HGRANDOMMODEL procedure

Defines the random model for a hierarchical or double hierarchical generalized linear model (R.W. Payne, Y. Lee, J.A. Nelder & M. Noh).


Options

DISTRIBUTION = string
Distribution for the random model (beta, normal, gamma, inversegamma); default norm

LINK = string
Link for the random model (identity, logarithm, logit, reciprocal); default iden


Parameters

TERMS = formula
Random model

DFORMULA = formulae
Dispersion model for each random term; default * i.e. none

LMATRIX = matrices
Linear transformation to apply to design matrix Z of each random term, in order to define correlations between its effects; default * i.e. none


Description

HGRANDOMMODEL is one of several procedures with the prefix HG, which provide tools for fitting the hierarchical generalized linear models defined by Lee & Nelder (1996, 2001a, 2006). These models extend generalized linear models (GLMs) to include additional random terms in the linear predictor. They include generalized linear mixed models (GLMMs) as a special case, but do not constrain the additional terms to follow a Normal distribution and to have an identity link (as in the GLMM). For example, if the basic generalized linear model is a log-linear model (Poisson distribution and log link), a more appropriate assumption or the additional random terms might be a gamma distribution and a log link.

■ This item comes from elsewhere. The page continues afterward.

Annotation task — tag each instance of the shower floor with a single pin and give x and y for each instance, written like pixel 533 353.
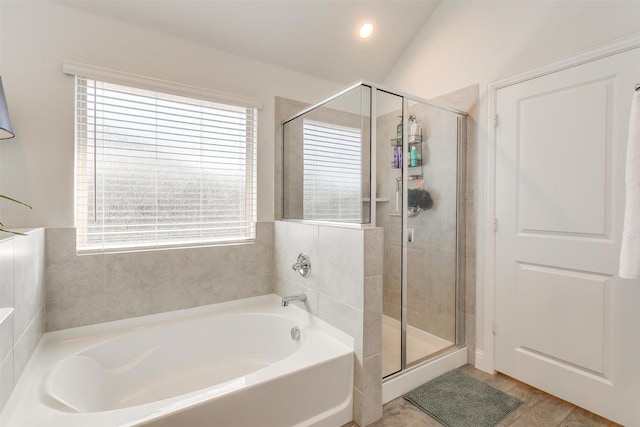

   The TERMS parameter defines the additional random terms, and the LINK and DISTRIBUTION options specify their distribution and link function respectively. The HGLM methodology also caters for structured dispersion models, in which fixed terms are included in the generalized linear models that are used to estimate the dispersion parameters for the random terms of the HGLM. Currently these GLMs must have a gamma distribution and a logarithmic link. These fixed terms are specified in a GenStat formula structure using the DFORMULA parameter (which runs in parallel with the list of random terms supplied by the TERMS parameter). You can also extend a dispersion GLM to become an HGLM (thus making the full model a double hierarchical generalized linear model or DHGLM), by using the HGDRANDOMMODEL procedure to add some random terms.

   The LMATRIX parameter allows correlation structures to be defined for random terms, using the method described by Lee & Nelder (2001b). This is done by setting LMATRIX to a matrix L that is used as a post-multiplier for the Z matrix of the random term concerned. Lee & Nelder (2001b) give examples illustrating the types of model that can be defined.

 

Options: DISTRIBUTION, LINK.

Parameters: TERMS, DFORMULA, LMATRIX.


Method

The information is stored in a workspace G5PL_HG (accessed using the WORKSPACE directive) for later use by HGANALYSE.


References

Lee, Y., & Nelder, J.A. (1996). Hierarchical generalized linear models (with discussion). Journal of the Royal Statistical Society, Series B, 58, 619-678.

Lee, Y., & Nelder, J.A. (2001a). Hierarchical generalized linear models: a synthesis of generalised linear models, random-effect models and structured dispersions. Biometrika, 88, 987-1006.

Lee, Y. & Nelder, J.A. (2001b). Modelling and analysing correlated non-normal data. Statistical Modelling, 1, 3-16.

Lee, Y. & Nelder, J.A. (2006). Double hierarchical generalized linear models (with discussion). Appl. Statist., 55, 1-29.